Fast olefin metathesis: Synthesis of 2-aryloxy-substituted Hoveyda-type complexes and application in ring-closing metathesis
Kos, Pavlo,Savka, Roman,Plenio, Herbert
supporting information, p. 439 - 447 (2013/05/21)
Four 1-(4-R-phenoxy)-2-ethenylbenzenes (R=NMe2, H, Cl, NO 2) 4a, 4b, 4c and 4d were reacted with the ruthenium complexes [RuCl2(NHC)(3-phenylindenylidene)(py)] in the presence of a protic resin to result in the formation of the respective Hoveyda-type complexes 5a-d {NHC=SIMes [1,3-bis(2,4,6-trimethylphenylimidazolin)-2-ylidene]} and 6a-d {NHC=SIPr [1,3-bis(2,6-diisopropylphenylimidazolin)-2-ylidene]} in 66-84% yield.
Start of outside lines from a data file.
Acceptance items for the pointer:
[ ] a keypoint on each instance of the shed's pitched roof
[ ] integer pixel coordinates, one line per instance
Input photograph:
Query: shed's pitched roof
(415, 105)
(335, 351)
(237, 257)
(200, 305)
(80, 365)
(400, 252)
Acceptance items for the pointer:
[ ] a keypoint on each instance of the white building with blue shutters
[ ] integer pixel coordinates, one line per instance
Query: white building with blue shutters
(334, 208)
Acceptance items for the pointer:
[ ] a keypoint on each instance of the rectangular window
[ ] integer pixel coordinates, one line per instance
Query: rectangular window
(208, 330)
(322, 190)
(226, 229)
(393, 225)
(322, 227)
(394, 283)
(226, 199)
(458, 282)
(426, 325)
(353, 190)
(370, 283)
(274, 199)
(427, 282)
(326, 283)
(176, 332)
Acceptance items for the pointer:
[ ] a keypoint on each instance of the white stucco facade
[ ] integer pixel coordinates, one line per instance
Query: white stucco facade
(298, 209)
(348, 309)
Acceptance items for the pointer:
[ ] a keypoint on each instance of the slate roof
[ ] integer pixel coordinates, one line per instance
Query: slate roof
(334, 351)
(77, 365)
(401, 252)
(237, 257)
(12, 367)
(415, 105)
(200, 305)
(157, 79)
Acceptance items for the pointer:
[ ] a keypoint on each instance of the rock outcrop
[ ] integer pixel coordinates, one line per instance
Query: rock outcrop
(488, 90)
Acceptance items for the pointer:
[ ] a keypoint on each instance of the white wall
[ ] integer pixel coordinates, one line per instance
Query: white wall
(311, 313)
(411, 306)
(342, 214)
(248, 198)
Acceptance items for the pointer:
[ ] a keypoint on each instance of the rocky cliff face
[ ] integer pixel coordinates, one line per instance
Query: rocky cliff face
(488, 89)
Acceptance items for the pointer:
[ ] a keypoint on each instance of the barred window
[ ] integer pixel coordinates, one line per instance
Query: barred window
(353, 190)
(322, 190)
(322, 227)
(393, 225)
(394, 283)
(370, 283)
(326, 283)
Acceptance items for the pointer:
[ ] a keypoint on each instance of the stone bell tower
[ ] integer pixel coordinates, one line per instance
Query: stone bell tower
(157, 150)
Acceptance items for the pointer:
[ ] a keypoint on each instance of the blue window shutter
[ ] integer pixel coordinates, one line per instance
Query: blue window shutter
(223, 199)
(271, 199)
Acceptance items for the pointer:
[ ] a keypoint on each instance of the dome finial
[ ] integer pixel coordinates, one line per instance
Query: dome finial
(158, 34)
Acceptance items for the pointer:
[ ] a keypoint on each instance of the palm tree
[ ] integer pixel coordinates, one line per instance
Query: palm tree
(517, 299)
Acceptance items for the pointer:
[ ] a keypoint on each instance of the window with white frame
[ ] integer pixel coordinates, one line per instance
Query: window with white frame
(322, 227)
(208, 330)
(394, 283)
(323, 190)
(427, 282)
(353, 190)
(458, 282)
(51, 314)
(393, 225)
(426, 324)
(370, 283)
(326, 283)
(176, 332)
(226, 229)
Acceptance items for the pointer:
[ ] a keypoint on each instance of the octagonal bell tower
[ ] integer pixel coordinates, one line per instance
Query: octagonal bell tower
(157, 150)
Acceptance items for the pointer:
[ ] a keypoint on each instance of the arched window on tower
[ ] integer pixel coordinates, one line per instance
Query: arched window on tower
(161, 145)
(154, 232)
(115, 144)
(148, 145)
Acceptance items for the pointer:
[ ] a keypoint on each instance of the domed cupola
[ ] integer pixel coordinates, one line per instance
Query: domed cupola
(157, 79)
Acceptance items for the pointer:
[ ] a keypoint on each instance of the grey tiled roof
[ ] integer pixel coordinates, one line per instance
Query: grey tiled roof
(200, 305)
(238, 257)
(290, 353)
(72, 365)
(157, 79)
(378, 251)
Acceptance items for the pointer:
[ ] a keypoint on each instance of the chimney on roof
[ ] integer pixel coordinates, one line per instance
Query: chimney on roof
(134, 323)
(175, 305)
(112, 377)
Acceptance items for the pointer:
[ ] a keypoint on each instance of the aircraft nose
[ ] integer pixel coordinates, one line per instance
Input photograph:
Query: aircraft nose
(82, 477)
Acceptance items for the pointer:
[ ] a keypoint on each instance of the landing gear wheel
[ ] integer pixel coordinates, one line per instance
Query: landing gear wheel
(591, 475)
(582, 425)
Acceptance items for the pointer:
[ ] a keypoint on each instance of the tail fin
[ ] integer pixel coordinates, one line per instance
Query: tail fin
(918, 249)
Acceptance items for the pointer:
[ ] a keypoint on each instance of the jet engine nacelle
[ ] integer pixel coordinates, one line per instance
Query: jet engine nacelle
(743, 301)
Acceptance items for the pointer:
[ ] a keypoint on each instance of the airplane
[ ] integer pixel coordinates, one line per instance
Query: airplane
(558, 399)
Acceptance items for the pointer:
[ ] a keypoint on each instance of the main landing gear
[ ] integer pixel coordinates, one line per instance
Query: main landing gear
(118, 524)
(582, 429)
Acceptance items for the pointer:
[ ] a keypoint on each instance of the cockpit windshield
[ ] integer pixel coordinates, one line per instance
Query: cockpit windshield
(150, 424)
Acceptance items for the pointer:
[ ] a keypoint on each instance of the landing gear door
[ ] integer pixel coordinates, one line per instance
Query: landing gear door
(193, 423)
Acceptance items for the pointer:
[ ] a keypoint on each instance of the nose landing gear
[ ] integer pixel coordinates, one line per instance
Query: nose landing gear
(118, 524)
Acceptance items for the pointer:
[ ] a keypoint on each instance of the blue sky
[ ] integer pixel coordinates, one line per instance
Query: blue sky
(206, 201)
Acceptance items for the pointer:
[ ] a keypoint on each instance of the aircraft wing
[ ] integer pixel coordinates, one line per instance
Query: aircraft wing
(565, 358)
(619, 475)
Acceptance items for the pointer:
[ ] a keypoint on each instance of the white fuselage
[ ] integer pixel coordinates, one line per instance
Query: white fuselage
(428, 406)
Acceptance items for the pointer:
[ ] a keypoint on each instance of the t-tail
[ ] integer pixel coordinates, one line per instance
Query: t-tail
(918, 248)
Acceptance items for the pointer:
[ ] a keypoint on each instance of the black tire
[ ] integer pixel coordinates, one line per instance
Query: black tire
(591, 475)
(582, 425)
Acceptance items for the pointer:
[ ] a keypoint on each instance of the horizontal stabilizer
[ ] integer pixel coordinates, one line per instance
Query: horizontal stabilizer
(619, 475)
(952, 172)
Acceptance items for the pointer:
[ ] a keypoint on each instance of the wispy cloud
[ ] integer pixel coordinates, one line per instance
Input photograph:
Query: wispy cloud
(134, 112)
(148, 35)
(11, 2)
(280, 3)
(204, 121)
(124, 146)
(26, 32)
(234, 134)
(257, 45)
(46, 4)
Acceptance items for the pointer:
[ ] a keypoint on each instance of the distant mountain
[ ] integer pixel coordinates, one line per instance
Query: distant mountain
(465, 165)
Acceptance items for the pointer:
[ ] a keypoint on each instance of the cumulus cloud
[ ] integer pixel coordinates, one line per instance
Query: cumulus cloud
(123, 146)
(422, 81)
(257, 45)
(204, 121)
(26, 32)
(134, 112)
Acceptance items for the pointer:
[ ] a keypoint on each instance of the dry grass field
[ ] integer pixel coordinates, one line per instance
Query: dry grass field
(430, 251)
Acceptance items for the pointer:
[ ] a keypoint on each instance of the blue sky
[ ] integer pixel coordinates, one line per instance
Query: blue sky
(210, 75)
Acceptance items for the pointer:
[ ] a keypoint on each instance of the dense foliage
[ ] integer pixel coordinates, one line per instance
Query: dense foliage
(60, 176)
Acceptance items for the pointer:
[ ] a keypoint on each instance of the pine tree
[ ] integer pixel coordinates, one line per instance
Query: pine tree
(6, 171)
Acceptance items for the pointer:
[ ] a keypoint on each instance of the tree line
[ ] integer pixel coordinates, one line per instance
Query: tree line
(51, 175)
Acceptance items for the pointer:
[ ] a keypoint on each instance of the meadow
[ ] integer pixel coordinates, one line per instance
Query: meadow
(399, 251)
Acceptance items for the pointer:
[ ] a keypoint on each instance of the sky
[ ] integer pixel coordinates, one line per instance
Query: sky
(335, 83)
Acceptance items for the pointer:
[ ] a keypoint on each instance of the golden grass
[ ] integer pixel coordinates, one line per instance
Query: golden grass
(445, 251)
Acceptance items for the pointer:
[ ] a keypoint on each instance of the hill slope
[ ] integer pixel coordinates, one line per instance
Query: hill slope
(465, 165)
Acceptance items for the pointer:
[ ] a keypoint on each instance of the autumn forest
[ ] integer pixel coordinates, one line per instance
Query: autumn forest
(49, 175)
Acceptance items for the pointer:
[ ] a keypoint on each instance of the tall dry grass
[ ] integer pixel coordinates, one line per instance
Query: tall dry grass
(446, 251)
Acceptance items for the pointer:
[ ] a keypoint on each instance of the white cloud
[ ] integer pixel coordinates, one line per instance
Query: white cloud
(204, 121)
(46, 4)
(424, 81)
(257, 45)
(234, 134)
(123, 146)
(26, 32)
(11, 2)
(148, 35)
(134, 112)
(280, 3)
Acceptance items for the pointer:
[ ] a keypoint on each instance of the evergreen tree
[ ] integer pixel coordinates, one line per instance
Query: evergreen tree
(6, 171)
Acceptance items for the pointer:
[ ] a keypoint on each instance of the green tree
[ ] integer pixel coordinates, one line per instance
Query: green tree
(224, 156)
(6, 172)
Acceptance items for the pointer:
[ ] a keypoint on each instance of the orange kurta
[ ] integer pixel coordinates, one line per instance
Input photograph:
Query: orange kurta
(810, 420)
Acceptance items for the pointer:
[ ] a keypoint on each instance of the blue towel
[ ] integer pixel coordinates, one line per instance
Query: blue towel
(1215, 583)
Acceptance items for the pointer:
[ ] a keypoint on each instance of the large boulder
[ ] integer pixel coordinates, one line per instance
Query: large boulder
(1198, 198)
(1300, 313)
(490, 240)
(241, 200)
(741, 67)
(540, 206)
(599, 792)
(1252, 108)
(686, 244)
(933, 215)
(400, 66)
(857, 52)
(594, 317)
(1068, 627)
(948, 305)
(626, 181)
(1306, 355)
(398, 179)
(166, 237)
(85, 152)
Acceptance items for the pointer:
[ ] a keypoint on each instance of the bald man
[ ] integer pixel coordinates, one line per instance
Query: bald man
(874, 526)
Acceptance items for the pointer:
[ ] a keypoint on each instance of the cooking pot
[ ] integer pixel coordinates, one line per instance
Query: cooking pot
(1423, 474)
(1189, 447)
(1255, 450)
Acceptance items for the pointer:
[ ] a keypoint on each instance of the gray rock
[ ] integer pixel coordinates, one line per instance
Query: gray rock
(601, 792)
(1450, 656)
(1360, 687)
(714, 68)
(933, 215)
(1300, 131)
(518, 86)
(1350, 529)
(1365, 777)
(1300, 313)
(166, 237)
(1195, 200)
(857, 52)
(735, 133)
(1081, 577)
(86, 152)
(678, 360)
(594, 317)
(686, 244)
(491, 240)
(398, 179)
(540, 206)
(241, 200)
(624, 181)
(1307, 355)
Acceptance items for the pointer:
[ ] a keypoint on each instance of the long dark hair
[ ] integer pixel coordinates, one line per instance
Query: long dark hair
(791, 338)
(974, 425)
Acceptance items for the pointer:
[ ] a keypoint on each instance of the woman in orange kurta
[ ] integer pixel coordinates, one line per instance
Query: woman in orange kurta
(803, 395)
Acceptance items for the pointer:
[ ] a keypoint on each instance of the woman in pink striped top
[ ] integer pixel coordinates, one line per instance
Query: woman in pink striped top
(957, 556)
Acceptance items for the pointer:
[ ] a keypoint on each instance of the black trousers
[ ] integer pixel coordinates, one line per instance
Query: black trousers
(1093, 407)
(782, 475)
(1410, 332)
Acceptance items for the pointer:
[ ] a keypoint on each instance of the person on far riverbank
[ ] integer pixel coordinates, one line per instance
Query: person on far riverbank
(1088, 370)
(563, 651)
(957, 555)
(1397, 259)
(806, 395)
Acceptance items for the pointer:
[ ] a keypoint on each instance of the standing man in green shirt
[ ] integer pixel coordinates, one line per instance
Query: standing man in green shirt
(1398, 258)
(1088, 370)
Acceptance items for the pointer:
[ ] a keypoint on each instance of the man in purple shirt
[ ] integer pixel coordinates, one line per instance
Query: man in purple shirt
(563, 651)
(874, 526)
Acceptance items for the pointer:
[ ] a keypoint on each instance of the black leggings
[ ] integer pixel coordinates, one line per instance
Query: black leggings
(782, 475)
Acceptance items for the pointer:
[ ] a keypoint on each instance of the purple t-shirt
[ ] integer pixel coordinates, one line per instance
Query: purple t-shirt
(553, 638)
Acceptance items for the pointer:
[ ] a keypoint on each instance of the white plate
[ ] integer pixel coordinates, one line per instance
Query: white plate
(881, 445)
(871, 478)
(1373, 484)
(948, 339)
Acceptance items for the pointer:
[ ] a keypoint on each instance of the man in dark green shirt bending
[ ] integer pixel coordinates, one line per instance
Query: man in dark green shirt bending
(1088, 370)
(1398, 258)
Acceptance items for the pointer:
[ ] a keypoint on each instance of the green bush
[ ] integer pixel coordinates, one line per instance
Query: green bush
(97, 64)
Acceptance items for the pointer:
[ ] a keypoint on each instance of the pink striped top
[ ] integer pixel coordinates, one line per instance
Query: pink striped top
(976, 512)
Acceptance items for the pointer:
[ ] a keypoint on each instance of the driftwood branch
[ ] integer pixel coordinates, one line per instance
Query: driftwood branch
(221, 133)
The lower steric bulk and the decreased donation of the diaryl ether oxygen atoms in complexes 5 and 6 led to rapidly initiating precatalysts. The Ru(II/III) redox potentials of complexes 6 were determined (6a-d: ΔE=0.89-1.08 V). In the crystal structure of 5b two independent molecules were observed in the unit cell, displaying Ru-O distances of 226.6(4) and 230.5(3) pm. The catalytic performance of complexes 5 and 6 in various ring-closing metathesis (RCM) reactions was studied. Catalyst loadings of between 15-200 ppm are sufficient for the formation of >90% yield of the respective cyclic products. Complex 6b catalyzes the formation of N-protected 2,5-dihydropyrroles with up to TON 64,000 and TOF 256,000 h-1, of the N-protected 1,2,3,6- tetrahydropyridines with up to TON 18,200 and TOF 73,000 h-1 and of the N-protected 2,3,6,7-tetrahydroazepines with up to TON 8,100 and TOF 32,000 h-1 with yields ranging between 77 and 96%.